Using complex patterns of flashing lights the attendee experiences deep relaxation, increase awareness and even out of body experiences. For many years Dr. Dirk Proeckl has worked in collaboration with Dr. Engelbert Winkler on the topic of developing the Hypnagogic Light Experience, through carefully applied knowledge of neurophysiological and psychological processes, including the implications for our understanding of synesthesia. The Light Experience has won the Gold Medal at the International Invention Fair in Kuwait, 2010, and the Bronze Medal at the International Invention Fair at Genf, 2010.
LUCIANA HAILL
Neurofeedback artist Luciana Haill will be using attendees own brainwaves to create beautiful visualizations of their neural activity. Haill, AIR at The CCNR Sussex University is a member of SAN and the NeuroNetwork, with over 17 years IBVA experience and is involved with other Neurofeedback and creative groups. A special ingredient in facilitating cutting edge projects with brainwave triggered effects, as an interactive artist she performs worldwide including The Royal Institute, BAFTA, The Dana Centre and Pahoa, Hawaii.
MYTHS, MORPHS & MEMES
Myths, Morphs and Memes present ‘Groupmind’ where visitors are invited to contribute to collaborative, cumulative cultural experiments. We are interested in how ideas and information, in the shape of stories and drawings, are transmitted through minds across generations. We invite you to enter into a communicative activity which has consequences – you may influence the behaviour of others! Psychologist, Dr. Julie Coultas will be looking at the cultural transmission of myths.

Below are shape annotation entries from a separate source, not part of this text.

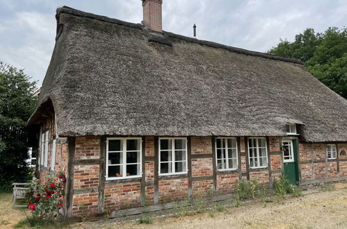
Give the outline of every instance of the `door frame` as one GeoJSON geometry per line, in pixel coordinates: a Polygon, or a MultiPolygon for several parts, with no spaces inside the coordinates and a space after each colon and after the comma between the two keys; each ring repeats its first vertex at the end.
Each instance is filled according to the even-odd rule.
{"type": "Polygon", "coordinates": [[[289,162],[284,162],[284,155],[283,153],[283,142],[291,141],[291,147],[293,149],[293,155],[294,161],[294,168],[296,172],[296,184],[298,185],[300,180],[300,173],[299,168],[299,139],[297,137],[284,137],[281,139],[281,160],[282,161],[282,173],[284,173],[284,164],[289,162]]]}

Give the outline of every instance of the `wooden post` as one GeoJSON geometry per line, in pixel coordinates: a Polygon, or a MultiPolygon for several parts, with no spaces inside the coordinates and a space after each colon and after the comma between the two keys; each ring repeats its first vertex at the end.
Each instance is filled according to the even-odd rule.
{"type": "Polygon", "coordinates": [[[250,159],[248,153],[248,137],[245,137],[245,170],[247,173],[247,180],[250,180],[250,159]]]}
{"type": "Polygon", "coordinates": [[[188,155],[188,198],[191,199],[193,196],[193,178],[192,178],[192,166],[191,166],[191,137],[187,139],[187,155],[188,155]]]}
{"type": "Polygon", "coordinates": [[[154,205],[159,203],[159,137],[154,137],[154,205]]]}
{"type": "Polygon", "coordinates": [[[66,174],[66,212],[65,217],[72,216],[72,201],[74,199],[74,153],[76,149],[76,138],[67,138],[67,173],[66,174]]]}
{"type": "Polygon", "coordinates": [[[270,155],[270,137],[266,137],[266,153],[268,154],[268,187],[273,187],[273,179],[271,173],[271,156],[270,155]]]}
{"type": "Polygon", "coordinates": [[[212,168],[213,168],[213,194],[218,194],[217,186],[217,160],[216,158],[216,137],[212,136],[211,144],[212,144],[212,168]]]}
{"type": "Polygon", "coordinates": [[[106,138],[104,136],[100,137],[100,158],[99,161],[99,187],[98,187],[98,199],[97,199],[97,212],[104,213],[105,207],[105,175],[106,175],[106,138]]]}
{"type": "Polygon", "coordinates": [[[241,137],[236,137],[236,144],[237,144],[237,160],[239,161],[238,168],[239,168],[239,180],[242,180],[242,162],[241,162],[241,147],[240,143],[241,137]]]}
{"type": "Polygon", "coordinates": [[[146,202],[146,180],[145,180],[145,156],[146,155],[146,137],[142,137],[142,152],[141,152],[141,160],[142,160],[142,176],[141,176],[141,184],[140,184],[140,205],[144,207],[146,202]]]}

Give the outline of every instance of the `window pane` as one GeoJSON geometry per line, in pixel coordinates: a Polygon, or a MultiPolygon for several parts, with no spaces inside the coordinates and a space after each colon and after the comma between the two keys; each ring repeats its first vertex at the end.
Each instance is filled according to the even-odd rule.
{"type": "Polygon", "coordinates": [[[108,164],[122,164],[123,162],[122,155],[122,153],[109,153],[108,164]]]}
{"type": "Polygon", "coordinates": [[[266,167],[266,166],[267,166],[266,158],[260,158],[259,162],[260,162],[259,166],[261,166],[261,167],[266,167]]]}
{"type": "Polygon", "coordinates": [[[168,162],[171,161],[171,151],[161,151],[160,152],[160,161],[168,162]]]}
{"type": "Polygon", "coordinates": [[[258,147],[266,147],[266,141],[264,138],[258,138],[258,147]]]}
{"type": "Polygon", "coordinates": [[[175,149],[186,149],[186,140],[175,139],[175,149]]]}
{"type": "Polygon", "coordinates": [[[140,164],[127,164],[127,176],[140,175],[140,164]]]}
{"type": "Polygon", "coordinates": [[[259,148],[259,157],[266,157],[266,149],[265,148],[259,148]]]}
{"type": "Polygon", "coordinates": [[[236,139],[227,139],[227,147],[228,148],[236,148],[236,139]]]}
{"type": "Polygon", "coordinates": [[[218,169],[227,169],[227,160],[217,160],[217,167],[218,169]]]}
{"type": "Polygon", "coordinates": [[[229,169],[237,169],[237,162],[236,159],[229,160],[229,169]]]}
{"type": "Polygon", "coordinates": [[[127,164],[129,163],[139,163],[140,162],[140,152],[127,152],[127,164]]]}
{"type": "Polygon", "coordinates": [[[175,151],[175,160],[186,160],[186,151],[175,151]]]}
{"type": "Polygon", "coordinates": [[[108,151],[120,151],[122,150],[122,140],[108,140],[108,151]]]}
{"type": "Polygon", "coordinates": [[[160,140],[160,149],[171,149],[171,140],[161,139],[160,140]]]}
{"type": "Polygon", "coordinates": [[[123,167],[120,165],[109,166],[108,167],[108,177],[115,178],[122,177],[123,176],[123,167]]]}
{"type": "Polygon", "coordinates": [[[227,150],[227,152],[229,159],[237,158],[236,149],[229,149],[227,150]]]}
{"type": "Polygon", "coordinates": [[[224,152],[224,150],[223,150],[223,149],[217,149],[217,159],[224,158],[224,157],[222,158],[222,152],[224,152]]]}
{"type": "Polygon", "coordinates": [[[249,151],[250,151],[250,158],[254,157],[255,156],[255,149],[250,149],[249,151]]]}
{"type": "Polygon", "coordinates": [[[291,133],[291,128],[289,127],[289,125],[286,125],[286,132],[287,133],[291,133]]]}
{"type": "Polygon", "coordinates": [[[140,150],[140,141],[137,139],[127,140],[127,151],[140,150]]]}
{"type": "Polygon", "coordinates": [[[251,167],[255,167],[255,160],[253,158],[250,158],[250,165],[251,167]]]}
{"type": "Polygon", "coordinates": [[[175,171],[176,173],[186,171],[186,162],[175,162],[175,171]]]}
{"type": "Polygon", "coordinates": [[[216,141],[217,142],[217,148],[222,148],[222,139],[220,138],[217,138],[216,141]]]}
{"type": "Polygon", "coordinates": [[[172,173],[171,163],[161,163],[160,164],[160,173],[172,173]]]}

Why do we pass on some information whilst forgetting other aspects of a story? Artist, Rachel Cohen will be using drawings to demonstrate mimetic evolution in action. Is it possible to reproduce a drawing from instructions, like a recipe? Psychologist, Dr. Nicola Yuill will be inviting you to use the iPad to play a game of picture consequences as the surrealists did in searching for the ‘unconscious reality in the personality of the group’. Artist, Patricia Thornton will be encouraging you to take part in creating a collaborative morphing map.
FUGUE

Fugue by Gordana Novakovic is the result of an on-going project which provides a new way of communicating complex scientific ideas to any audience.
IMPOSSIBLE OBJECTS
Professor Kokichi Sugihara has given us a number of his Impossible Objects to use and explore at the Expo. An impossible object look like normal three-dimensional objects at the same time they look like they cannot physically exist.
ART AND MAGIC
Jonathan Gilhooly’s work is concerned with the relationship between art, magic, and perception. This relationship is explored through a variety of media, and attempts to reproduce some of the forms and strategies associated with the magic act, and to consider how the effects of the magic illusion might position the viewer in relation to a set of beliefs about the world. In this sense the magic act (and/or object) operates as a kind of fulcrum between the work and the viewer, signposting a particular orientation towards the work, but simultaneously destabilizing any straightforward response in favour of a more complex set of reflections. Jonathan Gilhooly has exhibited widely both regionally and nationally, and has received several financial awards from Arts Council England and other funding bodies. His work incorporates a diverse set of practices including video, installation, text, and performance. He is a lecturer in Humanities at Brighton University, and lives and works in Brighton.